Güncelleme Tarihi:
İSMAİL TÜRKMEN
1914 sonlarında Rus ordusunun Doğu Anadolu’ya taarruzunu fırsat bilen bölgedeki Ermeni çeteleri, kentlerde idareyi ele geçirerek “kutsal” emellerine ulaşmak için silaha sarılırlar. Büyük müttefik Almanya’nın yardımlarına bel bağlayan ama güveninin karşılığını alamayan Osmanlı ordusu bölgede hem dondurucu hava koşullarıyla hem de cephane darlığıyla savaşmaktadır. Van’da kalan son cephanenin sınır birliklerine ulaştırılması görevi mecburen 12-17 yaşları arasındaki 120 çocuğa düşer.

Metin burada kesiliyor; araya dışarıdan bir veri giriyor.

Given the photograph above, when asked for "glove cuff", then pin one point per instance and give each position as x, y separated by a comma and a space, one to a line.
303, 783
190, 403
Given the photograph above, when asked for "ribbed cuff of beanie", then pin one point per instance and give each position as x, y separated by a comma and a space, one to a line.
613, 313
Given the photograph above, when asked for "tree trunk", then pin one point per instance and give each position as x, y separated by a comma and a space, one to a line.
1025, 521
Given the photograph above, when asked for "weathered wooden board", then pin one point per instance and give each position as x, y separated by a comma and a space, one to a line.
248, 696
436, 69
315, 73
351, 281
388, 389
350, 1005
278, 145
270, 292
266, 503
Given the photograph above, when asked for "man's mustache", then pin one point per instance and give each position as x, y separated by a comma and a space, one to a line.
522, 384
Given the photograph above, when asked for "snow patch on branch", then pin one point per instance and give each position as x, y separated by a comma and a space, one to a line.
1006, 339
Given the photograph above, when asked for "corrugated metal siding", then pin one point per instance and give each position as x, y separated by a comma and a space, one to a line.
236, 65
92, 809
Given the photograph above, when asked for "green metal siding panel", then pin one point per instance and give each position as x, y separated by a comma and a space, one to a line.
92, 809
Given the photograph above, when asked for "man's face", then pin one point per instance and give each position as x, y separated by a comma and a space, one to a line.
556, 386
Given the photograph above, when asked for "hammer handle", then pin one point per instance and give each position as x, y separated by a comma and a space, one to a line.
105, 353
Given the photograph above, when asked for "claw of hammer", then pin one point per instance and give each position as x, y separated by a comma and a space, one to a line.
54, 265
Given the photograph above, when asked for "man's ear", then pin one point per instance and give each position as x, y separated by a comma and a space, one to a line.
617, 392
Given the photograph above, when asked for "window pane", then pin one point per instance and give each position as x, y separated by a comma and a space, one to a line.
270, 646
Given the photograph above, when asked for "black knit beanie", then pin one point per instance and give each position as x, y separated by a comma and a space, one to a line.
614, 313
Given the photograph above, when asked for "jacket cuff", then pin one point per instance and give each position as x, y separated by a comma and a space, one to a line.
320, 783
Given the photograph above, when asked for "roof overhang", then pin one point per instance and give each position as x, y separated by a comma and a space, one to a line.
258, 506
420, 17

Savaşın doğurduğu kaotik ortamda kendi devletlerini kurma ve Osmanlı’dan toprak kapma fırsatını yakaladıklarını düşünen Ermeniler, kendileri gibi düşünmeyen, Türklere karşı tavır almayan ve savaştan kaçan soydaşlarını da öldürürler. Öte yandan savaştan önce Ermenilere sattıkları silahlarla servet yapan Türkler şimdi bunun bedelini kendi kanlarıyla ödemektedir. Ayrıca gelişmelerin seyri içinde her iki taraftan birçok insan kendilerince makul gerekçelerden dolayı istemedikleri bir savaşın içine çekilirler.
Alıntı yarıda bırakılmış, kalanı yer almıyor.